Donders Institute for Brain, Cognition and Behaviour, Radboud University, Nijmegen, The Netherlands.
J Sleep Res. 2025 Aug;34(4):e14456. doi: 10.1111/jsr.14456. Epub 2024 Dec 30.
This study aimed to improve our understanding of sleep problems as a comorbidity of hereditary deaf-blindness due to Usher syndrome type 2a. Fifteen patients with Usher syndrome type 2a with a conclusive genetic diagnosis and 15 unaffected controls participated in comprehensive sleep and activity assessments for 2 weeks, using the MotionWatch 8 actigraph and consensus sleep diary. Various sleep parameters including sleep opportunity window, sleep latency, sleep efficiency, and self-reported sleep quality were analysed. Non-parametric circadian rhythm analysis was performed to evaluate circadian rhythmicity. Additionally, regression analyses were conducted to study potential correlations between sleep parameters and patients' demographics and disease progression. Patients with Usher syndrome type 2a exhibited significantly longer sleep latency and lower self-reported sleep and rest quality compared with controls. Additionally, day-to-day variability of sleep efficiency and sleep latency were significantly higher in the patient population. Non-parametric circadian rhythm analysis revealed no significant differences in circadian rhythmicity. Regression analyses indicated that having Usher syndrome type 2a was a significant predictor of poor sleep outcomes. No clear correlations were found between the level of visual impairment and sleep parameters, suggesting that the negative effects of Usher syndrome type 2a on sleep manifest independently of the progressive visual impairment. These findings suggest that, while circadian sleep-wake rhythm remain intact, patients with Usher syndrome type 2a suffer from sleep disturbances that likely arise from factors beyond their progressive blindness. With sleep problems being a major risk factor for physical and mental health problems, we advocate that sleep problems should be recognized as a hallmark symptom of Usher syndrome type 2a, warranting in-depth research for potential targeted therapeutic interventions.

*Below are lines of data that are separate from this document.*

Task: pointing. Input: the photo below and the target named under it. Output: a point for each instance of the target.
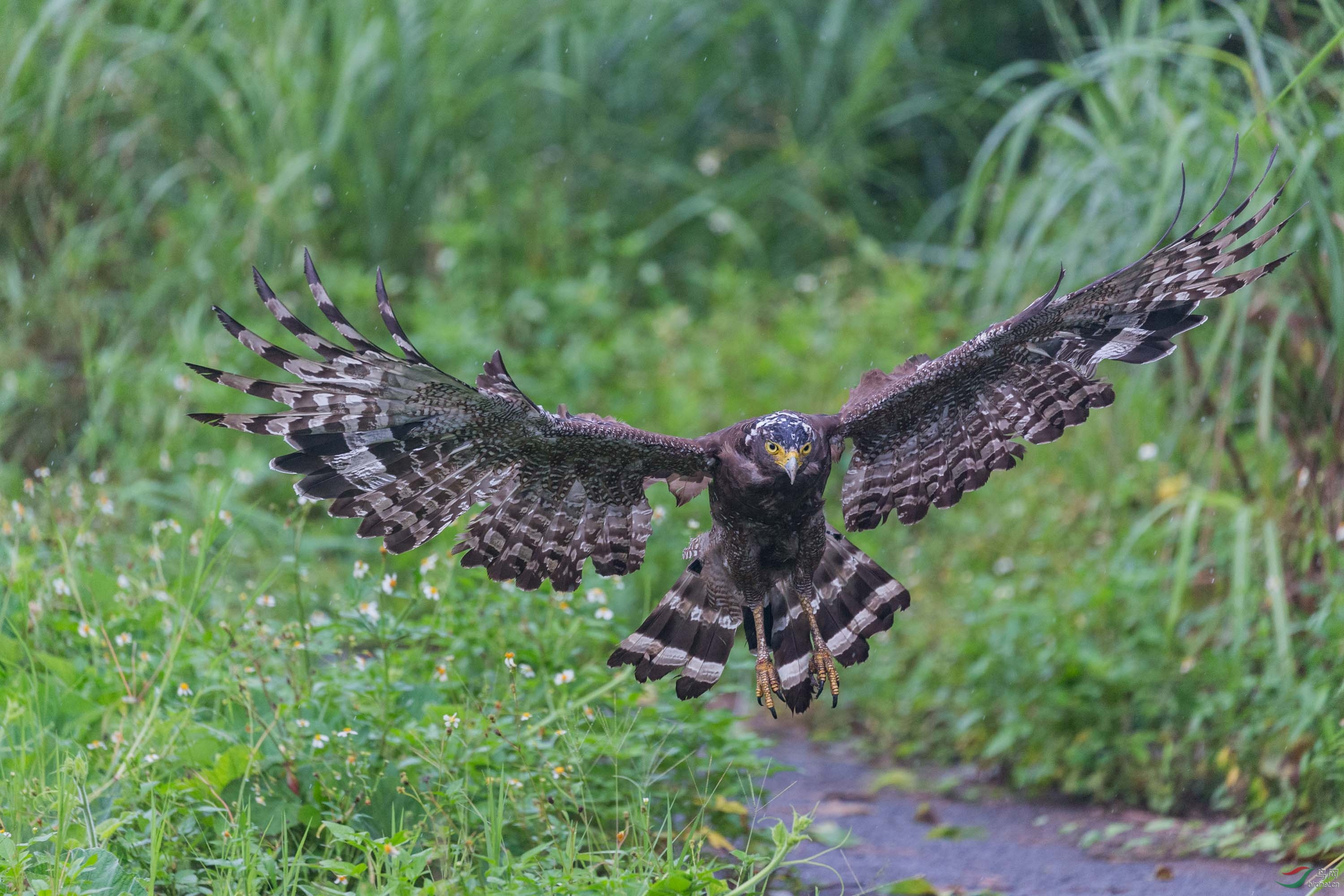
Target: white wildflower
(709, 163)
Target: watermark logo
(1297, 884)
(1328, 878)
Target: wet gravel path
(1022, 849)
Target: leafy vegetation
(679, 215)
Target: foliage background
(681, 215)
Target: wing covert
(410, 449)
(935, 429)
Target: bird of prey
(410, 449)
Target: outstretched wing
(410, 449)
(935, 429)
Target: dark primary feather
(932, 431)
(410, 449)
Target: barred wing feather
(410, 449)
(935, 429)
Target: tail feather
(855, 599)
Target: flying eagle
(410, 449)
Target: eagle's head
(783, 444)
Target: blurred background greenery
(686, 214)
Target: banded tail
(693, 630)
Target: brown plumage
(409, 449)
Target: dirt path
(1021, 851)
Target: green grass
(681, 217)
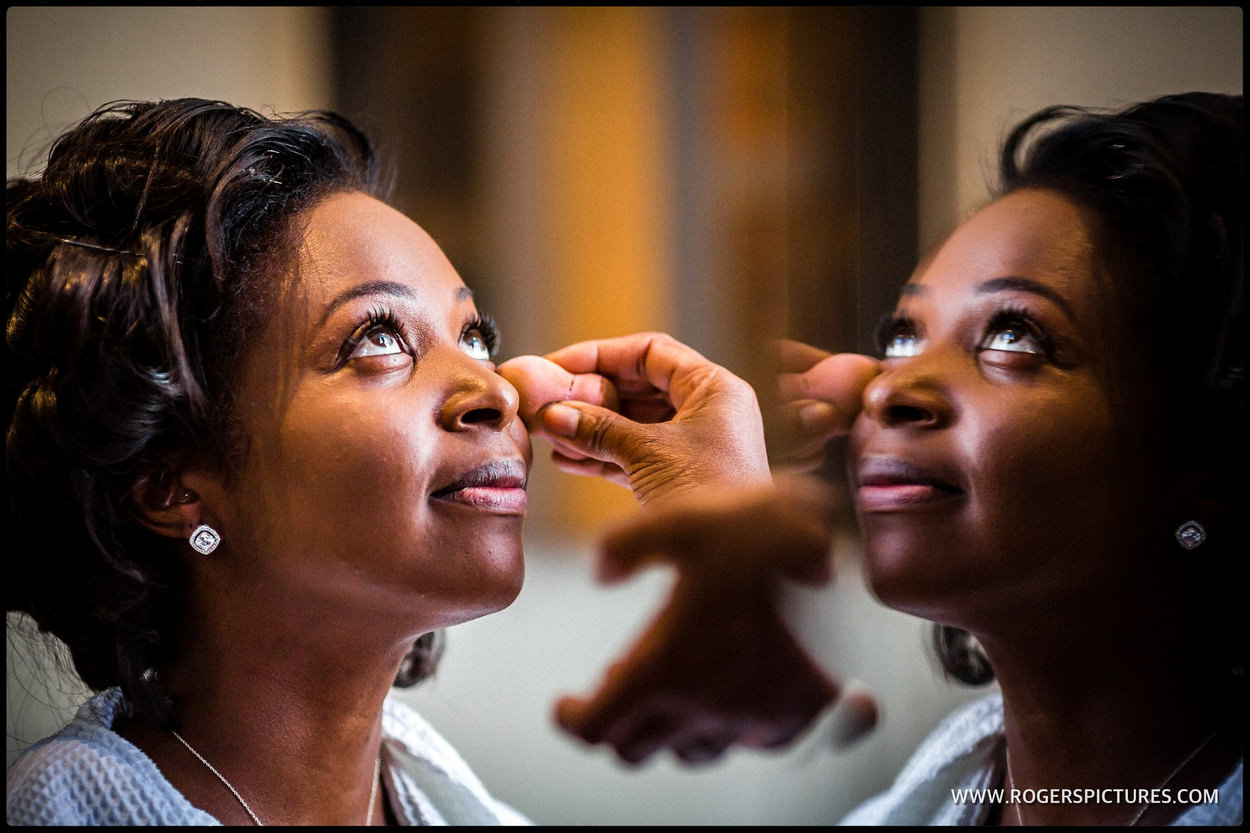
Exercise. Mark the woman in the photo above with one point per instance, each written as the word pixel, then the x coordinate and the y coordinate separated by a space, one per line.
pixel 258 457
pixel 1048 465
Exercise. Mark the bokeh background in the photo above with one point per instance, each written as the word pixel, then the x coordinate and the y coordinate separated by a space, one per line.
pixel 725 174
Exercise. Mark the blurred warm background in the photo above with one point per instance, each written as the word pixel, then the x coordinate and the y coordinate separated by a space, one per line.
pixel 726 174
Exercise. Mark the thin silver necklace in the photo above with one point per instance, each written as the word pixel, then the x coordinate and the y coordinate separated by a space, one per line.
pixel 1145 806
pixel 373 791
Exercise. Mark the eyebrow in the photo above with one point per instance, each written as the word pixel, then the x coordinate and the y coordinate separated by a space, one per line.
pixel 380 288
pixel 1009 284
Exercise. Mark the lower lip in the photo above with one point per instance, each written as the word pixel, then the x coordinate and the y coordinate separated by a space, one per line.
pixel 900 498
pixel 499 500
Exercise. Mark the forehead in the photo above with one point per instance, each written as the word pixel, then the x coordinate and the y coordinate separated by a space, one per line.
pixel 350 239
pixel 1030 234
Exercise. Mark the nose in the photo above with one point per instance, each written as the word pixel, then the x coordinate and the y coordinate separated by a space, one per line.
pixel 479 398
pixel 909 395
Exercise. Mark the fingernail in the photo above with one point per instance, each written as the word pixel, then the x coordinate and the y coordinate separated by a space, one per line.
pixel 816 417
pixel 560 419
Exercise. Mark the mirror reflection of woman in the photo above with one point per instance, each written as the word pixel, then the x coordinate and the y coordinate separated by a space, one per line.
pixel 1046 463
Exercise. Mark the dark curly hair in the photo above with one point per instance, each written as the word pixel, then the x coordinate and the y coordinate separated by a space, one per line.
pixel 1164 181
pixel 136 263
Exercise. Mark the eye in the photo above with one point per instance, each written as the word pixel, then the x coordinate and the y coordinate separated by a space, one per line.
pixel 379 340
pixel 898 338
pixel 480 338
pixel 379 335
pixel 475 345
pixel 1014 332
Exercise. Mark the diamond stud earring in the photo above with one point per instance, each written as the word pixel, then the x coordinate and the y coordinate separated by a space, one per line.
pixel 205 539
pixel 1190 534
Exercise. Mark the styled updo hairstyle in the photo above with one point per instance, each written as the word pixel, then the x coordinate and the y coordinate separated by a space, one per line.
pixel 136 264
pixel 1165 181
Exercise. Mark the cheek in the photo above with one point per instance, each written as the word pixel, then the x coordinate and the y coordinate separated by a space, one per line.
pixel 335 477
pixel 1054 475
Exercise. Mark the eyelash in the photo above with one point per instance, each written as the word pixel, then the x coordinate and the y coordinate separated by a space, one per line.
pixel 378 317
pixel 1019 318
pixel 891 325
pixel 486 329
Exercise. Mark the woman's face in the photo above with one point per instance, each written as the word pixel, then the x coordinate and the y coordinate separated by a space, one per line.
pixel 1000 458
pixel 384 464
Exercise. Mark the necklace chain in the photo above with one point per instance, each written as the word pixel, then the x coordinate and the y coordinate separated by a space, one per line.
pixel 373 791
pixel 1145 804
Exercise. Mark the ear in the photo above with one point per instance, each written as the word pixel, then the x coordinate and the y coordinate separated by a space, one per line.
pixel 163 504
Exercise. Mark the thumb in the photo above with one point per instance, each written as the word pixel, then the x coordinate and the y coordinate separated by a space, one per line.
pixel 593 432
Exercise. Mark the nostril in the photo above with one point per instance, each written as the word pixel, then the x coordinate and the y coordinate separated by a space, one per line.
pixel 899 414
pixel 479 415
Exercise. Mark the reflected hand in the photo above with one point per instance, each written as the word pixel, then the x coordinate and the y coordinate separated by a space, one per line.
pixel 718 667
pixel 819 395
pixel 679 420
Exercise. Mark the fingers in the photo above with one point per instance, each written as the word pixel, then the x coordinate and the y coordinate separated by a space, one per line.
pixel 796 357
pixel 815 405
pixel 838 379
pixel 639 362
pixel 540 382
pixel 581 430
pixel 730 532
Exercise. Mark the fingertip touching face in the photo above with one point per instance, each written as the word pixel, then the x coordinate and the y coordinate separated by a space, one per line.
pixel 1000 460
pixel 385 465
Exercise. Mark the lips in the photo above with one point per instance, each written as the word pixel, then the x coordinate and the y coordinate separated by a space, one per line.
pixel 495 485
pixel 894 484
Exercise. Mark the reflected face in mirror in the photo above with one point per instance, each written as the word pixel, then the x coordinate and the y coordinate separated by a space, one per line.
pixel 1001 448
pixel 385 465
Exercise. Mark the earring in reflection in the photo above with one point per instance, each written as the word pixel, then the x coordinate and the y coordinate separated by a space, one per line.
pixel 1190 534
pixel 205 539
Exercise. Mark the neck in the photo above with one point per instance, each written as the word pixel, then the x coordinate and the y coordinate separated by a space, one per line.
pixel 294 728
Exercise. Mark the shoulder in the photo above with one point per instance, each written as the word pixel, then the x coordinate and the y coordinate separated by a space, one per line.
pixel 431 781
pixel 89 774
pixel 960 753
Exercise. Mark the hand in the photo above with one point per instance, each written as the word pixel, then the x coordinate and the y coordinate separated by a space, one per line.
pixel 718 667
pixel 819 395
pixel 679 420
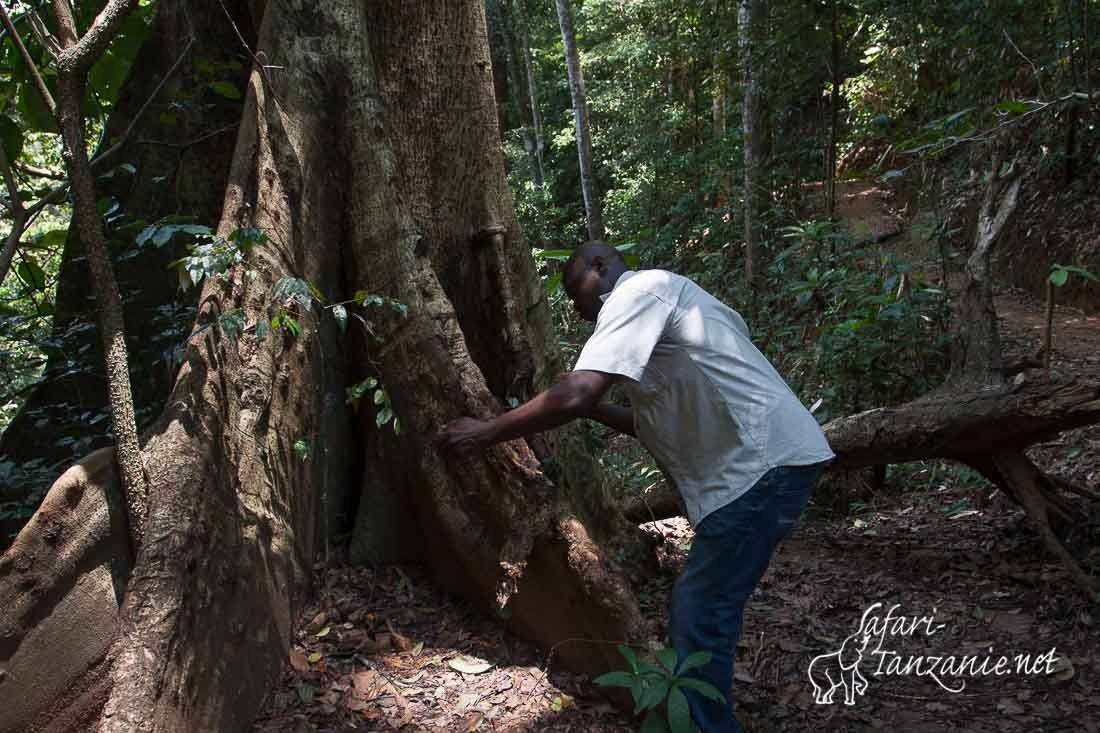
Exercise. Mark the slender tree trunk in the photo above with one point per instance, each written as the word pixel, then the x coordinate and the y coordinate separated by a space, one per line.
pixel 532 90
pixel 834 117
pixel 592 207
pixel 72 76
pixel 519 94
pixel 256 433
pixel 719 116
pixel 750 17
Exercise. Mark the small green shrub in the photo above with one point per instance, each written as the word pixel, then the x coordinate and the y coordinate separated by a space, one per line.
pixel 658 689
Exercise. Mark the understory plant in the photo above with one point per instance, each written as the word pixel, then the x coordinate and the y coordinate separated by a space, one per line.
pixel 658 690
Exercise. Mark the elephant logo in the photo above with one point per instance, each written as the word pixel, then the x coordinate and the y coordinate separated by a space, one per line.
pixel 840 668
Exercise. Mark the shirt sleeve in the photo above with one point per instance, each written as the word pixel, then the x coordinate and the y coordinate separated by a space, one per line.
pixel 628 327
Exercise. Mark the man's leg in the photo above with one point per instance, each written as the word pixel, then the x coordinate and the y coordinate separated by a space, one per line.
pixel 729 554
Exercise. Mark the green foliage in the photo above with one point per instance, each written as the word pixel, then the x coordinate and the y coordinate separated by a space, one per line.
pixel 653 687
pixel 384 409
pixel 853 328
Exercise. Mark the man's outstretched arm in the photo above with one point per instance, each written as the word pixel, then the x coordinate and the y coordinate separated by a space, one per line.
pixel 614 416
pixel 575 395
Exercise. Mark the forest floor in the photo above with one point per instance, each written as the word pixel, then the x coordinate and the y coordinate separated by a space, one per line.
pixel 381 648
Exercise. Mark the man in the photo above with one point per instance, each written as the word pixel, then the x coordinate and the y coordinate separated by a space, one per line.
pixel 721 422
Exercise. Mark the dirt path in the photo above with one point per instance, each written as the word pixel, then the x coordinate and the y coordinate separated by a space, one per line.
pixel 872 212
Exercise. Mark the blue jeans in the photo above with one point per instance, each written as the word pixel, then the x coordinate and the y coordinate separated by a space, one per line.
pixel 730 551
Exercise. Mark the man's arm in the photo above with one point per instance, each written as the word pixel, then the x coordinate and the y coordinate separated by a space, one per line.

本研究旨在增进我们对睡眠问题作为2a型Usher综合征所致遗传性聋盲合并症的理解。15例经基因诊断确诊的2a型Usher综合征患者和15名未受影响的对照者参与了为期2周的综合睡眠和活动评估,使用MotionWatch 8活动记录仪和统一睡眠日记。分析了包括睡眠机会窗口、入睡潜伏期、睡眠效率和自我报告的睡眠质量在内的各种睡眠参数。进行了非参数昼夜节律分析以评估昼夜节律性。此外,还进行了回归分析,以研究睡眠参数与患者人口统计学和疾病进展之间的潜在相关性。与对照组相比,2a型Usher综合征患者的入睡潜伏期明显更长,自我报告的睡眠和休息质量更低。此外,患者群体中睡眠效率和入睡潜伏期的每日变异性明显更高。非参数昼夜节律分析显示昼夜节律性无显著差异。回归分析表明,患有2a型Usher综合征是睡眠结果不佳的一个重要预测因素。未发现视力损害程度与睡眠参数之间存在明显相关性,这表明2a型Usher综合征对睡眠的负面影响独立于进行性视力损害而表现出来。这些发现表明,虽然昼夜睡眠-觉醒节律保持完整,但2a型Usher综合征患者存在睡眠障碍,这些障碍可能源于其进行性失明以外的因素。由于睡眠问题是身心健康问题的主要危险因素,我们主张应将睡眠问题视为2a型Usher综合征的标志性症状,值得对潜在的靶向治疗干预措施进行深入研究。